Greencore Group plc – Annual report – 27 September 2019
Industry: food and drink
Chairman’s Statement (extract)
As I write, the nature of the UK’s exit from the EU remains unresolved. As a Board, we continue to monitor closely its potential implications on the business, including, in particular, any potential changes to costs in the supply chain and the availability and cost of labour. It remains true that there will be Brexit related challenges for everyone involved in the UK food industry, however we are confident that we are well positioned to manage any prospective challenges and to work with our customers to exploit the opportunities that may arise.
Operating and Financial Review (extract)
The Group has been engaged in Brexit planning since the result of the referendum was first announced and monitors closely the potential implications of Brexit on its business, particularly in the areas of volume, material sourcing and labour availability. A multi-functional team meets on an ongoing basis to assess Brexit-related risks, build mitigation plans, test alternative scenarios and support dialogue with our customers, government, the wider industry and other stakeholders.

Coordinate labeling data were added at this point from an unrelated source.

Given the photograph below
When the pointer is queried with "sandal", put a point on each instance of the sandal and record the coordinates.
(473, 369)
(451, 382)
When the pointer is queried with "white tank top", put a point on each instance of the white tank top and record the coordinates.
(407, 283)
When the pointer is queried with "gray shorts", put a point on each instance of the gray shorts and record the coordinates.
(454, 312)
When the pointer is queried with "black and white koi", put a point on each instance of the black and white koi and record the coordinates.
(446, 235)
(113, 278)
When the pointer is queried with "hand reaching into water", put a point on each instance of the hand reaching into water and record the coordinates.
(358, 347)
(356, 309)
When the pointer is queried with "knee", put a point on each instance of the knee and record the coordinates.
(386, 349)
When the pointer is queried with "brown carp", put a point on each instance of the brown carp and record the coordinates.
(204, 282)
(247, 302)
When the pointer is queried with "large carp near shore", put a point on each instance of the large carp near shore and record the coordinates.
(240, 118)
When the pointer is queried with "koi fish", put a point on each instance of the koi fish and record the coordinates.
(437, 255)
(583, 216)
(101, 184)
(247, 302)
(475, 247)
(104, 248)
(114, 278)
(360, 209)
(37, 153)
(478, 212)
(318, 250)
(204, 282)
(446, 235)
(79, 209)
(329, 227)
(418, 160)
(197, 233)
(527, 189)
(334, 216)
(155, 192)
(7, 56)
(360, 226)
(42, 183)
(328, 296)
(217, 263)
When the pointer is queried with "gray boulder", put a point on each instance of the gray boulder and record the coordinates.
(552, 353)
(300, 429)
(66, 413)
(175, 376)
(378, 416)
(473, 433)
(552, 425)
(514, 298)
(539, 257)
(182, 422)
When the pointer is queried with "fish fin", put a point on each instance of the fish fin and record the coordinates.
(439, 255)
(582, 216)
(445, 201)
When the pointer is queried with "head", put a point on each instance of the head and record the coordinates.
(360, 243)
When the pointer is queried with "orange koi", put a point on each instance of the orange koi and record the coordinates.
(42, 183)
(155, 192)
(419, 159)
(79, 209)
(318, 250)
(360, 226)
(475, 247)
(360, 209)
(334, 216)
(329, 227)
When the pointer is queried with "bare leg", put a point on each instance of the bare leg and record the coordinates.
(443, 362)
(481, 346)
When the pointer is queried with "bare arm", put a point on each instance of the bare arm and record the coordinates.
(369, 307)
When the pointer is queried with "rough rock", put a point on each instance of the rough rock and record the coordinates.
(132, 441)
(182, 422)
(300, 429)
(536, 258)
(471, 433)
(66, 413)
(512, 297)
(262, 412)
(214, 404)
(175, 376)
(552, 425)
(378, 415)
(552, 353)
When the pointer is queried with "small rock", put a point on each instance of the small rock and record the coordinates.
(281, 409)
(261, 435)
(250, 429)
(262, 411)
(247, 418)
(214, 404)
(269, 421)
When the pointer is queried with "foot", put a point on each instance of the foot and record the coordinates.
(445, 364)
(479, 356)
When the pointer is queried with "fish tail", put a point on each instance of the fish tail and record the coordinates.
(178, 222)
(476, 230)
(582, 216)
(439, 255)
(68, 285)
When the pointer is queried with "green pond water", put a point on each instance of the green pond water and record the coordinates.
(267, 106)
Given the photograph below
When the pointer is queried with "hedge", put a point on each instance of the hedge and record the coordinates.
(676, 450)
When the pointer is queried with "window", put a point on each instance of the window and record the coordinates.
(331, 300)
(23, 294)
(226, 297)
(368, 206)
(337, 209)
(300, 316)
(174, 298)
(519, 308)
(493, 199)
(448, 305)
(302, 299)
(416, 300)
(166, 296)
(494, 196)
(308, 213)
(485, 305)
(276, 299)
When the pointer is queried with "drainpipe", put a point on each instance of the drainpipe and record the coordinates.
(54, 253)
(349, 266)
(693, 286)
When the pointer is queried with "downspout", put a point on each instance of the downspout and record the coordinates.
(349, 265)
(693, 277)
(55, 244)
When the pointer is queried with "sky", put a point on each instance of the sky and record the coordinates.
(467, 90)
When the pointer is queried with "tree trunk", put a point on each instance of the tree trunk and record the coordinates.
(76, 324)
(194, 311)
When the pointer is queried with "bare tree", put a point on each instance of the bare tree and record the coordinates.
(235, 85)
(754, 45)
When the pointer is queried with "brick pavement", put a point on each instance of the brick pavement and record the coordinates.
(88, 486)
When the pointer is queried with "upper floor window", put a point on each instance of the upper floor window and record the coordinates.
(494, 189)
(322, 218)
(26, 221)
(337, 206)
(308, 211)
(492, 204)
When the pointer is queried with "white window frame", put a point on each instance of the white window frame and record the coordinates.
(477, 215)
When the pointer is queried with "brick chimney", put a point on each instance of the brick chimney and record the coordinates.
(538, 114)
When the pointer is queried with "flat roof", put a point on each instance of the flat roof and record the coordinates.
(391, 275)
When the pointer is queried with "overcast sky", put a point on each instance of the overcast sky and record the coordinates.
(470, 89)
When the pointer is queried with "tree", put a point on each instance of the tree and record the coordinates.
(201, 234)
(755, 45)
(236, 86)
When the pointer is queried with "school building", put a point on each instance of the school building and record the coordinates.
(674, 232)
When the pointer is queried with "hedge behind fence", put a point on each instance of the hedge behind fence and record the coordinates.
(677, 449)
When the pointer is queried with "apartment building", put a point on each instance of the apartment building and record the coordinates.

The Group continues to believe that the risks from Brexit are manageable in the medium-term, while acknowledging potential near-term challenges associated with a disorderly exit.
The direct financial impact associated with preparation for Brexit was modest in the period. Some incremental working capital outflows in H1 19 unwound as the financial year progressed.
Risks and Risk Management (extract)
Since the UK referendum result on membership of the EU in June 2016 we have been engaged, via a well-established Brexit taskforce, in planning for the UK’s exit from the EU. Our Brexit taskforce brings together a multi-functional team on an ongoing basis to assess Brexit-related risks, build mitigation plans, test alternative scenarios and support dialogue with our customers, the government, the wider industry and other stakeholders.
In recent months we have focused on the areas that could have the most direct impact on our ability to service customers at the time the UK leaves the EU. These areas include maintaining effective customer service, efficient movement of goods, managing the impact of potential tariffs and quota restrictions and ensuring compliance with regulatory frameworks.
Longer term, we have identified three primary areas of potential risk:
We are largely a ‘domestic UK’ business from a production and commercial standpoint, as the vast majority of the consumer products we produce in the UK are sold in the UK. We also believe, based on our experience from the last UK recession, that volumes in the categories in which we operate would be relatively resilient to any headwinds to the UK economy following Brexit. We therefore anticipate limited risk to our volumes post Brexit.
We estimate that we source approximately 80% of our raw materials from UK based suppliers. Even taking account of raw materials which are in turn sourced from outside the UK by our suppliers, we estimate that less than one third of our raw materials are imported from EU-27 countries. For these materials, we have made alternative sourcing arrangements and have a well-developed contingency plan, which includes forward buying, qualification of alternative suppliers, storage of raw materials, and flexibility in recipes. We are also confident in our ability to largely pass through any associated cost increases, given our track record of inflation management with our customers, and the heightened attention on continuity of supply during any transition period.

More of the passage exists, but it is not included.